On the war starting in 1914 and the U.S. entering in 1917:  You have a dentist appointment, and miss the first half to three-fourths of gym.  You get back at the end.  The kids are playing basketball.  Winning team gets ice cream sandwiches.  The good kind.  Mrs. Kelly says that with this much time left, you can just go wherever you want.  The score is 45-12.  You join the team with 45.  When they win three and half minutes later, you congratulate yourself on helping win the game.  You did take an elbow to the chin, but the rest of the team thinks you're giving yourself too much credit.

(Again, let me reiterate that I'm really over-simplifying these today...)

On Japan being on our side in WWI, and bombing us a mere 20 years later - not long in the lifespan of nations:  Do you know anybody who was friends with someone in 5th grade, but then wasn't friends with them anymore in 7th grade?  ...If that happens, you may ask yourself, "What happened?"  Indeed, when you did the close reading, and you saw that Japan was fighting with us in WWI, you should have realized they bombed us at Pearl Harbor and said, "I wonder what happened in those 20 years..."

There are plenty more thoughts to think, and I'd love to hear them.  Can you think of any better analogies?  Can you think of more I should share that would help us understand WWI or WWII?  Where do these analogies fall apart?  (The basketball one, for instance has what I believe to be a glaring problem.)  Students can get extra credit if they read and discuss this with an adult.  When they're done, they should write some thoughts answering the questions from this paragraph.  Have the adult sign the paper when they've finished discussing/writing.

*Edit* Also, if you notice any typos, let me know.

Wednesday, April 26, 2017

Seven Point Five

Mr. Cowells shared a website with me the other day and told me the world population was about to break 7.5 billion.  The website is fantastic.  You can see world population over time.  Countries by population and population density.  It tracks births today and deaths today.

It's a little depressing if you imagine yourself devalued down to just a number.

But there's another way to look at it: think about all the experience and value each one of those numbers has.  The knowledge and skills, the love, the will.  There's something to be said for the notion that nothing is new.  That the sun rises and the sun sets on empires, let alone human lives.  And that there's nothing new under it.

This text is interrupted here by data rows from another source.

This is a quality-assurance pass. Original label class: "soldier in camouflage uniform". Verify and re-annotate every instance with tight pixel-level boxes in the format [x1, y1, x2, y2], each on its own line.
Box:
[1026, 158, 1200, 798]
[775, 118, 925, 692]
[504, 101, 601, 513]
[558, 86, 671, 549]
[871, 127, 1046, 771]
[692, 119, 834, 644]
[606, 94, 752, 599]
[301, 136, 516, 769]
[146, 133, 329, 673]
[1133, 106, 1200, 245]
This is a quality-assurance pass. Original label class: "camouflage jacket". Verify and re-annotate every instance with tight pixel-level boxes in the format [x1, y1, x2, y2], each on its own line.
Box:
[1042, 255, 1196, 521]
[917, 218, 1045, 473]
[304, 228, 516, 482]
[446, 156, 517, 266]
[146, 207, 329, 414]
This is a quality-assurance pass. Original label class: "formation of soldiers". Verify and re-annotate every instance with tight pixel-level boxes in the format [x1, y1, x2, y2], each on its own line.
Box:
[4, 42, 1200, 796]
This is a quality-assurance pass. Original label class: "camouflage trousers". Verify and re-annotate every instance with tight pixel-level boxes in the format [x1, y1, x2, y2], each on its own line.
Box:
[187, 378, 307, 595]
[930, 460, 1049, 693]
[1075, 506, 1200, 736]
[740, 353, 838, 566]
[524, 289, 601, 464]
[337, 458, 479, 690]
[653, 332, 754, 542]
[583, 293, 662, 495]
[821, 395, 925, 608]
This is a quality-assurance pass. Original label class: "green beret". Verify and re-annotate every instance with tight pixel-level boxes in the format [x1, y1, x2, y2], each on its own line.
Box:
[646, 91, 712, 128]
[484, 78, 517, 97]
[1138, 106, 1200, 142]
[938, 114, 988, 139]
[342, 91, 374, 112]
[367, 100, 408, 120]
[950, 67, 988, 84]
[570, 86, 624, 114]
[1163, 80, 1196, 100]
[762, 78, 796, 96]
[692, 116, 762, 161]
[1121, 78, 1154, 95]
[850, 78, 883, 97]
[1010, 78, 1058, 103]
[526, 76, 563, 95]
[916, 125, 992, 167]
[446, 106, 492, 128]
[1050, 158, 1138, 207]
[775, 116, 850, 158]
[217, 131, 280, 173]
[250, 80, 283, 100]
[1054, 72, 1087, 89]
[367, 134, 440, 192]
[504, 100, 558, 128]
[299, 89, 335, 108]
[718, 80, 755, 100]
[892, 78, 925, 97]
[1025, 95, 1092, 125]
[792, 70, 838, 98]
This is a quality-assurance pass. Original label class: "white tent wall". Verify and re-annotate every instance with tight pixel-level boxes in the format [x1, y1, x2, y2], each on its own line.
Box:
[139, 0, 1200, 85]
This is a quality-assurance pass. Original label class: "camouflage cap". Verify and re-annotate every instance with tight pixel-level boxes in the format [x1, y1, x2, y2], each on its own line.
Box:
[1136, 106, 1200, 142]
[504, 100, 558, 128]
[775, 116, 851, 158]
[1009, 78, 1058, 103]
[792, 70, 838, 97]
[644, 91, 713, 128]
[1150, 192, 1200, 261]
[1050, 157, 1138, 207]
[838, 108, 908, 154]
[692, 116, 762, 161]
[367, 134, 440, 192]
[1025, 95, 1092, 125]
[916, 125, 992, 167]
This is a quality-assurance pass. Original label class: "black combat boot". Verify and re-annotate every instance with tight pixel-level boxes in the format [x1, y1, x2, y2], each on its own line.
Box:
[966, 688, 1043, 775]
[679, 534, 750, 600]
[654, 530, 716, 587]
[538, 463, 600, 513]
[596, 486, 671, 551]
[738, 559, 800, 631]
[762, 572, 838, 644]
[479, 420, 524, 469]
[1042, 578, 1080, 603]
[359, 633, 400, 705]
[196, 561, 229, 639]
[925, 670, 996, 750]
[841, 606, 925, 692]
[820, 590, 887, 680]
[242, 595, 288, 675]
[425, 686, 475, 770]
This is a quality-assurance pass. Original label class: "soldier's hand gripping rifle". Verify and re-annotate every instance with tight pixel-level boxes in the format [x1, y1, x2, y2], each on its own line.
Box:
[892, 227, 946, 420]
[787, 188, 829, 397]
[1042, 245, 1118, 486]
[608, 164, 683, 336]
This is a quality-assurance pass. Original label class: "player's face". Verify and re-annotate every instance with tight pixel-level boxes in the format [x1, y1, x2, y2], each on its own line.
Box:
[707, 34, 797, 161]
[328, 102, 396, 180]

But there's also something to be said for individuality, innovation, freedom of thought, and human capital.  That right now, in this moment, I exist.

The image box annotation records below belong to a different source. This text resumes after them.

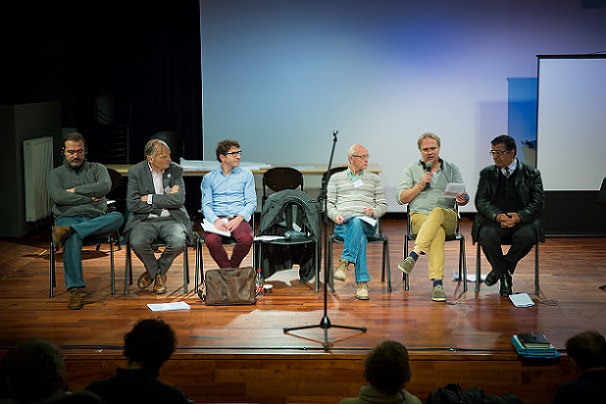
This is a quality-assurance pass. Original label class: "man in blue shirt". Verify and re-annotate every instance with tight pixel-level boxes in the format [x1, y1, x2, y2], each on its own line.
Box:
[201, 139, 257, 268]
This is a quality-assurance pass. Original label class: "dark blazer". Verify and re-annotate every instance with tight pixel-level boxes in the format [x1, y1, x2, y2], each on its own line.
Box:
[471, 160, 545, 243]
[124, 160, 191, 240]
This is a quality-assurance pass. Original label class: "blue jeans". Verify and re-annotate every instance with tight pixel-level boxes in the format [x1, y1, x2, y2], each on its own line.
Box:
[55, 212, 124, 290]
[335, 217, 377, 283]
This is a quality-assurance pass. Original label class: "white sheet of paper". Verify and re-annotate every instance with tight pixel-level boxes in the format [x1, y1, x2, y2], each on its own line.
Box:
[147, 302, 190, 311]
[509, 293, 534, 307]
[444, 182, 465, 198]
[201, 219, 231, 237]
[254, 234, 284, 241]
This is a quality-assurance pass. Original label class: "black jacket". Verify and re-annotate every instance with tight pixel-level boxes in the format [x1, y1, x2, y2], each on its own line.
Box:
[471, 160, 545, 243]
[258, 189, 321, 282]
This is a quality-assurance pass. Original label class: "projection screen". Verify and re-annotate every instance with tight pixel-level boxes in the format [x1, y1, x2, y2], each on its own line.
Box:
[537, 55, 606, 191]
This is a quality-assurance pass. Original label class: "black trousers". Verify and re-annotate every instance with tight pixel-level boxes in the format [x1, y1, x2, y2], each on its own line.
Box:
[478, 222, 537, 278]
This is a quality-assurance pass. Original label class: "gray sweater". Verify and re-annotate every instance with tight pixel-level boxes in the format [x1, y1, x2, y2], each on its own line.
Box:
[326, 168, 387, 221]
[46, 161, 112, 217]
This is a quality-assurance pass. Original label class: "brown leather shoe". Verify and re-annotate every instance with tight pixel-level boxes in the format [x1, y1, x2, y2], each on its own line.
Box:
[137, 271, 152, 289]
[67, 288, 83, 310]
[154, 274, 166, 295]
[53, 226, 72, 247]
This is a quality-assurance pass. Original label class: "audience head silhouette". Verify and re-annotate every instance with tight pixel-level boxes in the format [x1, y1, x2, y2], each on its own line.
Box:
[5, 338, 68, 402]
[566, 331, 606, 373]
[364, 341, 412, 394]
[124, 319, 177, 371]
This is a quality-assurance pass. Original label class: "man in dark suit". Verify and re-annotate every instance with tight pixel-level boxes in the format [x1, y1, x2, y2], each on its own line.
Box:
[124, 139, 191, 294]
[471, 135, 545, 297]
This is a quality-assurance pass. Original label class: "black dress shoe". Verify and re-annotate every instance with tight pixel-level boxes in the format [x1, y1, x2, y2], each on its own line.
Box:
[484, 269, 499, 286]
[499, 272, 513, 297]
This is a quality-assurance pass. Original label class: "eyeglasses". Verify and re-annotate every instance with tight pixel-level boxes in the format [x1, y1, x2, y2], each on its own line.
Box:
[65, 149, 85, 156]
[488, 149, 512, 156]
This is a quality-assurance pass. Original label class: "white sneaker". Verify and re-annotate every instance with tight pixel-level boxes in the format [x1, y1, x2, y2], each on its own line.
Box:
[431, 285, 446, 302]
[332, 260, 349, 282]
[398, 257, 416, 274]
[356, 282, 370, 300]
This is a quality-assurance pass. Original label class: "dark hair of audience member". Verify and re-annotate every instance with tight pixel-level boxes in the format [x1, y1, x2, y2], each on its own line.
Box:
[124, 319, 177, 369]
[4, 338, 68, 402]
[566, 331, 606, 372]
[364, 341, 412, 395]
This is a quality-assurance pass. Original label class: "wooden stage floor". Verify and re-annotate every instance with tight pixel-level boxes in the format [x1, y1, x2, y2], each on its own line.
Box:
[0, 218, 606, 403]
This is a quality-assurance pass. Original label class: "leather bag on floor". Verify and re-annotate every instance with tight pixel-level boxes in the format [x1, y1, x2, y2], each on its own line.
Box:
[199, 267, 257, 306]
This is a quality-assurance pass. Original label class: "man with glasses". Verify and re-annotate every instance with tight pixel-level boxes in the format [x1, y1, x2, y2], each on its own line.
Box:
[124, 139, 191, 294]
[326, 144, 387, 300]
[395, 133, 469, 302]
[201, 139, 257, 268]
[46, 132, 124, 310]
[471, 135, 545, 297]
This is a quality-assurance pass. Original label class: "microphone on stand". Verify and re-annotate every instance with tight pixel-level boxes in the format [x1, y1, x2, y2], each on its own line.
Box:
[425, 161, 433, 189]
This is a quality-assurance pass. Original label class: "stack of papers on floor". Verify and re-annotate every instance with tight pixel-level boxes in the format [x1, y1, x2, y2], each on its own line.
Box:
[511, 333, 561, 358]
[147, 302, 189, 311]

To get the extra credit for reading and discussing the blog with an adult today, students have to check out this website for at least 5 minutes.  (The adult can look at it with them, or they can go scroll through their phone or do whatever they want...  They were here for the blog part...)

THEN, students have to find a scrap of paper and write five things they found on the website.  Discuss those five things with the adult, and have the adult sign the paper.

Turn it in tomorrow in the extra credit spot.